韓明明打量了雁椿好幾眼,雁椿險些以為她發現自己穿的是荊寒嶼的衣服。
韓明明卻十分欣慰地說:「雁老師,你今天這身很有品味。
再接再厲。」
雁椿無語,他本來就比較注意搭配,難道以前在韓女士心中很沒品味?
支隊忙起來一個人都是當三個使,雁椿一天沒見著荊寒嶼,聽說是設備出了故障,嶼為的人正在緊急修復。
雁椿忙完自己的事,準備下班,荊寒嶼又出現了。
「我今晚要回去。
重要資料在家裡。」
雁椿先發制人。
「那我跟你一起。」
荊寒嶼說完又戲謔道:「不過你那裡有我的換洗衣服嗎?」
「沒有。」
「沒關係,我可以穿你的。」
雁椿被說得啞口無言,到了車邊,荊寒嶼卻沒有上車的意思。
雁椿:「?」
荊寒嶼說:「想我去?」
「不是你說的?」
「開個玩笑。
我今晚有應酬。」
雁椿這才知道自己被戲弄了。
荊寒嶼沒說是什麼應酬,先行開車離開,雁椿在緊繃了一天後,忽然覺得很不真實,車開到半途,決定去買點菜自己做。
超市這個時候很熱鬧,雁椿買了幾樣搭配好的,又往購物車裡丟了兩大盒牛奶,正要去結帳,卻中途轉了個彎。

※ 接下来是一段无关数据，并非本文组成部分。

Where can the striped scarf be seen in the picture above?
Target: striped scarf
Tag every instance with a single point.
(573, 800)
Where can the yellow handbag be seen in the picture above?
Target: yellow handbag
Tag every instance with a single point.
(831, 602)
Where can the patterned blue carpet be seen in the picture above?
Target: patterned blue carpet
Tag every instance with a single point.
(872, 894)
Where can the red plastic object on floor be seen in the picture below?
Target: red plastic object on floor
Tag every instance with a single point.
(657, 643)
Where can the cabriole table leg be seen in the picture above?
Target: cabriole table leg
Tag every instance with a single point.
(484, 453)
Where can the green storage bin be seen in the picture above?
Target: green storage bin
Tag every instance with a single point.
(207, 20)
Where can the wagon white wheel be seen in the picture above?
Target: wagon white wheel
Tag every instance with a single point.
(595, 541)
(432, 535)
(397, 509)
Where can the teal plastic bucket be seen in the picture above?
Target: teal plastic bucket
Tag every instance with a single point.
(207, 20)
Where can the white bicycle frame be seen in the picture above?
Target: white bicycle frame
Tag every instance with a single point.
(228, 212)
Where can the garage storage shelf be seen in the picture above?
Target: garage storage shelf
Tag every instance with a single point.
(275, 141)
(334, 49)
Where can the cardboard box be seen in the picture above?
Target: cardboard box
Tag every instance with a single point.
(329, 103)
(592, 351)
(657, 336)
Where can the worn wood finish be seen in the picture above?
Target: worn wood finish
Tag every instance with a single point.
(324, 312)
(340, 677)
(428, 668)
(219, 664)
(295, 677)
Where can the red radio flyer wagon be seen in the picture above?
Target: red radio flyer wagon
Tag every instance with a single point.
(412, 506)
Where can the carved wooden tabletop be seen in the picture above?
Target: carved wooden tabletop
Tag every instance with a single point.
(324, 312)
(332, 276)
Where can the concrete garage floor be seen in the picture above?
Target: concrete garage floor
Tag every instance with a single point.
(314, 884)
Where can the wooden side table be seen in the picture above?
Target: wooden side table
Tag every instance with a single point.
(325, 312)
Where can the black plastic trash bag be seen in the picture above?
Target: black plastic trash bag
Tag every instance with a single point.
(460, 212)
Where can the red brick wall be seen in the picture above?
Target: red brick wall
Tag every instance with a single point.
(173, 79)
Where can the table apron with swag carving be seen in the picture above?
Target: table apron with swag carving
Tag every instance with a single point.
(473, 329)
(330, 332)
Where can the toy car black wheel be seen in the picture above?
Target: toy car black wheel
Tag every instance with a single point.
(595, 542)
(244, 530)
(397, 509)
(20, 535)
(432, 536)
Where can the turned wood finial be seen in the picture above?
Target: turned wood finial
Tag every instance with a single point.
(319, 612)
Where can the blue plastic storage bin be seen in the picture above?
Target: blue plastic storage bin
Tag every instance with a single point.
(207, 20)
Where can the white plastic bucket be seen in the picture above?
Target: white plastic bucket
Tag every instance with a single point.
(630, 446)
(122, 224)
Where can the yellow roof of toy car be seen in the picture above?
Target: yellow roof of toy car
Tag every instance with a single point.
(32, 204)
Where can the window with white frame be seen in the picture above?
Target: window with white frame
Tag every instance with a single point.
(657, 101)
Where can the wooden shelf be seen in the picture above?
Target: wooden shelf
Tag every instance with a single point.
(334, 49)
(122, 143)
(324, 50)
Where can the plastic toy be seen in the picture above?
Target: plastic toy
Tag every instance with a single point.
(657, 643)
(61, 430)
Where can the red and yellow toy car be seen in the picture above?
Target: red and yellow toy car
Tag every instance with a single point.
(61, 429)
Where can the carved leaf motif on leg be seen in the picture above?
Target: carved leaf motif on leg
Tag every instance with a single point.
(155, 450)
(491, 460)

荊寒嶼應該不會穿超市的內褲,但來都來了,雁椿還是拿了幾條,以備不時之需。
結完帳雁椿又很懊惱,這是哪門子不時之需呢?
他一個研究犯罪心理的,自然明白心中有期待,才會搞什麼不時之需。
可這期待是不應該的,不管荊寒嶼現在在想什麼,他應該做的都是遠離那條警戒線。
雁椿心情發沉地回到家中,炒了三個沒有靈魂的菜,吃完後又把新買的內褲給洗了。
臨睡時,雁椿和手環聊了會兒天。
手環:「雁椿,你今晚在忙什麼?」
雁椿:「環環,你又沒禮貌了。
要叫我主人。」
手環:「哦——那主人,你今晚忙了什麼?」
雁椿懶洋洋地躺在床上,「做飯,洗澡,洗衣服。」
手環:「那真是普通的一個晚上。」
普通的今晚,對應不普通的昨晚。
雁椿一下子坐起來。
手環:「主人,監控到你心跳加速。」
雁椿因為長期壓抑自己,需求比尋常男人低。
昨天卻在荊寒嶼那裡食髓知味,越想越興奮。
進入浴室時,雁椿忘了把手環摘下來,完了才體會到臊。
手環雖然不是人,但好歹經常和他聊天,像個活物,這多少讓他有些不合適。
幸虧手環沒有播報他的實時心率體溫情緒,也沒問——雁椿,你在幹什麼?
雁椿想起手環時,它已經休眠了,看來嶼為在保護隱私這方面果真不是隨便說說。
接下去幾天,雁椿和荊寒嶼在支隊都沒什麼交集,雁椿還被葉究拉著出了一趟三天的差。
不過剛一回來,荊寒嶼就等著他了。
「好久不見,雁老師。」
雁椿近來有件無法對任何人提及的事——他本能地渴望荊寒嶼。
接受治療時,雁椿事無巨細都要對卡爾通博士、言朗昭傾述。
他成了一個透明的箱子,展示著其中的邪惡。
但這件事他誰也不能說。
荊寒嶼點起了他的一簇火,他在每個睡不著的夜晚拙劣地模仿荊寒嶼。
可總是不滿足。
看見荊寒嶼和荊寒嶼的車,雁椿無奈地發現,自己居然鬆了一口氣。
原來長達十年的克制,還是沒有改變他對荊寒嶼的低劣。
「萄喜鄉條件不怎麼好,很累吧?」車開出一段後,荊寒嶼說。
雁椿這次去的正是驪海市最偏遠的萄喜鄉,但雁椿不是嬌生慣養的人,出外勤從不叫累。
讓他略感落差的是,荊寒嶼知道他在什麼地方,而他對荊寒嶼這幾天的安排一無所知。
「還行,習慣了。」
雁椿想了想問:「你呢?在忙什麼?」
左邊傳來低笑,「關心我?」
雁椿看側面的車窗,「禮尚往來。」
「索尚一堆麻煩事。」
荊寒嶼說:「你應該沒什麼興趣。」
雁椿確實對索尚集團沒興趣,而且知道嶼為科技和索尚無關,是荊寒嶼和李江煬白手起家創辦的。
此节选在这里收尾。